Book review: 'Fragile Empire', by Ben Judah
Fragile Empire: How Russia Fell In and Out of Love With Vladimir Putin
by Ben Judah
Yale University Press
These are gloomy days for Russia's liberals. Since becoming president for a second time in May last year, Vladimir Putin has launched a wave of repression.
In late 2011 and 2012, as protests gripped Moscow, it was dreamily possible to imagine that Putin might be forced out. These days, few think this. The opposition is demoralised, and the talented people are leaving. Putin still refuses to be budged.
Why did this revolution fail? In his lucid study of the never-ending Putin era, Ben Judah argues that the middle-class hipsters who gathered again in Moscow in May 2012 are themselves, in part, to blame. Moscow, Judah points out, isn't Russia: it is an affluent megacity disconnected from the impoverished small towns where most Russians live. The well-off activists who took to the streets in the wake of rigged 2011 elections show little interest in the regions.
So big is the gap between Moscow and the rest of the country that it resembles the historical gulf between Russia's French-speaking aristocracy and its serfs. There has been a revival of the "19th-century dialectic between the intelligentsia and the masses", Judah suggests.

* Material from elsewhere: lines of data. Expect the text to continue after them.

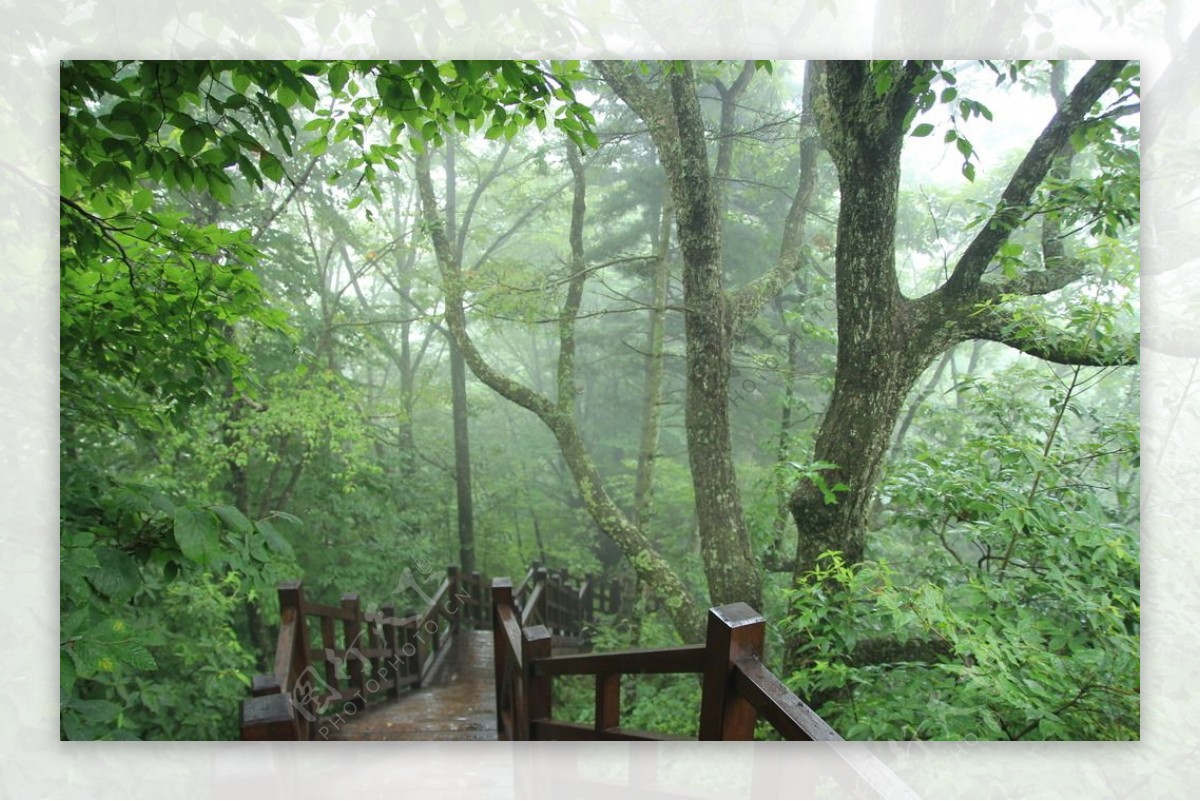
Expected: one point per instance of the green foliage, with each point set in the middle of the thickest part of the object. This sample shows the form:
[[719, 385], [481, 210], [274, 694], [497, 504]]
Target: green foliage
[[1002, 600], [664, 703]]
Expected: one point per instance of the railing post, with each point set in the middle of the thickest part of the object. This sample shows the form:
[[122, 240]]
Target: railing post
[[733, 631], [607, 700], [413, 637], [292, 597], [588, 597], [479, 601], [539, 578], [502, 596], [351, 633], [556, 603], [451, 602], [393, 655], [268, 714], [535, 644]]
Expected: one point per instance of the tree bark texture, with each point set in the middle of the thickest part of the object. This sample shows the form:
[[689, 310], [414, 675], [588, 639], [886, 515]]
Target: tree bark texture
[[885, 339], [558, 415]]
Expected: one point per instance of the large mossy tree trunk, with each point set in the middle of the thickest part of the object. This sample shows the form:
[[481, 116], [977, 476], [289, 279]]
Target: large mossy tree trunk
[[559, 414], [713, 317], [885, 339]]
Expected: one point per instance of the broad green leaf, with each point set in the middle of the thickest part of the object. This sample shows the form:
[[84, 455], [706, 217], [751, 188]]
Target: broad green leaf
[[192, 139], [198, 534], [277, 542], [233, 519], [115, 573]]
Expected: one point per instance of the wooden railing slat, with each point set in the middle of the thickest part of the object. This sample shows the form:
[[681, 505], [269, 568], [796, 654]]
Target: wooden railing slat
[[783, 709], [546, 729], [679, 658]]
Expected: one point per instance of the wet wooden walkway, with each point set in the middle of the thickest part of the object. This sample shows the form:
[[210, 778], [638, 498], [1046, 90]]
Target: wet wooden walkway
[[460, 705]]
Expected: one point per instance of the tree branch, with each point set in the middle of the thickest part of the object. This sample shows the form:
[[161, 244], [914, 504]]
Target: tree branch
[[1053, 344], [747, 302], [1029, 175]]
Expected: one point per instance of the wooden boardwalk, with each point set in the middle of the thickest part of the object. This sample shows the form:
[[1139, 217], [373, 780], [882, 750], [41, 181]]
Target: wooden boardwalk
[[461, 704]]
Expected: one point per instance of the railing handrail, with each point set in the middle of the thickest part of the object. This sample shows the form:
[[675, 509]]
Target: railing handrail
[[378, 652], [737, 685]]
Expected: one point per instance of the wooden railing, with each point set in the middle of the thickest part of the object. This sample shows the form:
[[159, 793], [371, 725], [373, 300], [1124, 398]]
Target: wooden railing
[[737, 687], [369, 657], [373, 657], [564, 607]]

Putin, by contrast, is a relentless domestic traveller. He has the "most punishing travel schedule of any leader in Russian history", as Judah puts it. The trips form an essential part of Putin's "videocracy", his TV-mediated autocracy, with federal channels under state control. In his travels to Russia's ignored corners, Judah discovers little support for the liberal opposition but almost universal discontent. He flies to Tuva in southern Siberia, takes the railway to the Far East, and visits the Urals tank factory town of Nizhny Tagil. Here the air "tastes metallic, thick, like toast". The roads are cracked; rotten wooden cottages sink beneath mud. Instead of too much state, Judah finds virtually no state, with Russia a "fragmented and feudalised society".
One of the Kremlin's recurrent nightmares lies in its Pacific territories. In Birobidzhan, near the Chinese border, Judah finds the Chinese farming Russian land.
The mass consent Putin enjoyed during his first eight years as president has now gone forever. Russians have fallen out of love with Putin but are unpersuaded that the opposition can deliver anything better. Judah concludes that sooner or later, an earthquake may bring down the fragile Kremlin. But then again, it might not happen at all.